小脳におけるニューロン/グリア相互依存的発達とその分子機構に関する研究

小脑神经元/胶质细胞相互依赖的发育及其分子机制研究

• 批准号: 00J07190
• 负责人: 深谷 昌弘
• 金额: $ 1.92万
• 依托单位: Hokkaido University
• 依托单位国家: 日本
• 项目类别: Grant-in-Aid for JSPS Fellows
• 财政年份: 2000
• 资助国家: 日本
• 起止时间: 2000 至 2002
• 项目状态: 已结题
• 来源: https://kaken.nii.ac.jp/grant/KAKENHI-PROJECT-00J07190/
• 关键词: 小脳; プルキンエ細胞; バーグマングリア; 接着分子; in situハイブリダイゼーション

小脳において既知の分子とは異なるが相同な細胞接着分子を追求する目的で、種々の接着分子の機能領域に対する抗体を作製した。

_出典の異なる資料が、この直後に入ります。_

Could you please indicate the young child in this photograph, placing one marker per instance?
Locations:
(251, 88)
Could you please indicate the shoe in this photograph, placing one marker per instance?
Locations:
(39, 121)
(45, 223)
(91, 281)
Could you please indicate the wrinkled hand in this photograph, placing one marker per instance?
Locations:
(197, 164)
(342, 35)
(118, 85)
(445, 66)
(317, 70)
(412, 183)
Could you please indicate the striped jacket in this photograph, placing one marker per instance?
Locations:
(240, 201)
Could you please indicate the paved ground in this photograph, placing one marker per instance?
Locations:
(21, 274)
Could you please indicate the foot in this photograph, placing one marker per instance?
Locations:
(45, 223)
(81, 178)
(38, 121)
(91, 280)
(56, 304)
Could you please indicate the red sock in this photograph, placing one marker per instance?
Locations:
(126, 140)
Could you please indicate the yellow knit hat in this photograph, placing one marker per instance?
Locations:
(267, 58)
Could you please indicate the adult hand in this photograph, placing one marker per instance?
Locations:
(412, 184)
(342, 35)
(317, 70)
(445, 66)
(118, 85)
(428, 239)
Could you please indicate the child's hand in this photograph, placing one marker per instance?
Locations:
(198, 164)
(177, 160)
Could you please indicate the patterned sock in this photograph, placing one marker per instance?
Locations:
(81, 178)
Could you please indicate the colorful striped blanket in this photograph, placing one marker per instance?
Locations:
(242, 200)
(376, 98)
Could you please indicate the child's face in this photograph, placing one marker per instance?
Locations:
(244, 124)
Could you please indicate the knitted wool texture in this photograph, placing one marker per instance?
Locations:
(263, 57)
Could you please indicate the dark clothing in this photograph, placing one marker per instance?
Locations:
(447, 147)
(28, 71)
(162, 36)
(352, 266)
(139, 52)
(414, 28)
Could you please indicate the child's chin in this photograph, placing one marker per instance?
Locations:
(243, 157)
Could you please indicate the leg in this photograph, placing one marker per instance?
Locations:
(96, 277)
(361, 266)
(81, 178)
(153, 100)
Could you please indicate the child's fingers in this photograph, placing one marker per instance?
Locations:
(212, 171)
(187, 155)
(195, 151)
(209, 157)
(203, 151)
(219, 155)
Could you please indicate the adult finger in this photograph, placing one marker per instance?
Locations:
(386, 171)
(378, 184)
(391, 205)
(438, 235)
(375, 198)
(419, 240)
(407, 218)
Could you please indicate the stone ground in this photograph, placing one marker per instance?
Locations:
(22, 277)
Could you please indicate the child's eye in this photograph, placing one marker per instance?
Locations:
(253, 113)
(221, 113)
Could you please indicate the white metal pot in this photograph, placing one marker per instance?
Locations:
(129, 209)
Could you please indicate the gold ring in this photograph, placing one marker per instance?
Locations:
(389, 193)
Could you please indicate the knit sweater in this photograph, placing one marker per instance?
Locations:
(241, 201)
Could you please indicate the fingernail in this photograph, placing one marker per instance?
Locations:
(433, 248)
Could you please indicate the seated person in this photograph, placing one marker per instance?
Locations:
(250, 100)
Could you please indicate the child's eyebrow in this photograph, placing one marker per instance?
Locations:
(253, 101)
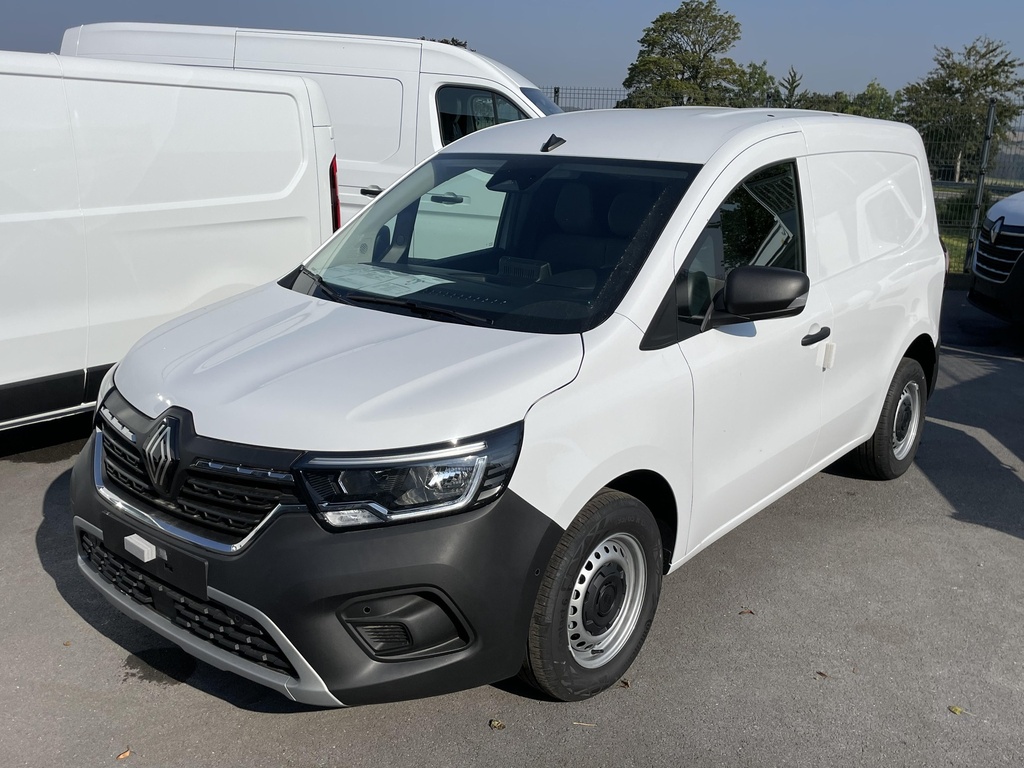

それらの抗体を用いて免疫組織化学的にマウスの脳を染色したところ、その中の一つの抗体が本来その接着分子を有する神経細胞に加え小脳プルキンエ細胞膜を認識し、抗体が認識する分子の分子量が若干異なっていることが判明した。その抗体を用いて抗体スクリーニングを行い、プルキンエ細胞とバーグマングリアとの新規接着分子と考えられる分子のcDNAの単離を試みた。さらに、この抗体の認識アミノ酸配列から既知のタンパク質との相同性検索を行い、相同性の高い分子の脳内分布の解析を試みた。マウス小脳cDNAライブラリーを用いた抗体スクリーニングの結果、いくつかの抗体陽性クローンが得られた。それらのクローンからcDNAを単離しシークエンスを行い塩基配列を決定した。それらの塩基配列と既知のマウス遺伝子との相同性を検索したところ新規分子であることが判明した。その塩基配列をもとに45塩基のDNAオリゴプローブを作成しin situハイブリダイゼーションをマウスの脳で行った。その結果、すべてのプローブで神経細胞に広く分布する発現パターンとなり、小脳プルキンエ細胞に特異的に発現するクローンは得られなかった。また。アミノ酸配列検索の結果から得られた分子においても小脳プルキンエ細胞に特異的に発現する分子は単離できなかった。今後も、マウス小脳cDNAライブラリーを用いた抗体スクリーニングを行いながら、抗体を用いた脳内タンパクの精製を試み、さらにマウスゲノムでの検索も試み、小脳プルキンエ細胞特異的接着分子を多方面から検索、解析していく予定である。

Small molecules are known to be different from each other, and antibodies are used to target the same cell adhesion molecules, species, and functional domains of the molecules. Immunohistochemical staining of the antibody revealed that the molecular weight of the antibody was different from that of the cell membrane. The antibody is used in the study of molecular DNA. In this paper, we try to analyze the distribution of homo sapiens in the antibody by the method of acid alignment, identity analysis of homo sapiens and molecular identity analysis The results of the antibody test were obtained when the cDNA was used. The sequence of genes is determined by the sequence of genes. The basic structure of the system is known to be identical to that of the system. The DNA sequence of the 45-mer gene is determined by the DNA sequence of the 45-mer gene As a result, the distribution of brain cells was found to be different from that of small cells.また。The results of the acid alignment assay show that there are molecular differences in the expression of small and cell-specific proteins. In the future, the antibody will be used in the purification of the antibody, and the cell specific binding molecule will be analyzed and determined in many ways.

项目成果

Fukaya M, Kato A, Lovett C, Tonegawa S, Watanabe M: "Retention of NMDA receptor NR2 subunits in the lumen of endoplasmic reticulum in targeted NR1 knockout mice"Proceedings of National Academy of Sciences. (in press).

Fukaya M、Kato A、Lovett C、Tonekawa S、Watanabe M：“NMDA 受体 NR2 亚基在靶向 NR1 敲除小鼠内质网腔中的保留”《美国国家科学院院刊》。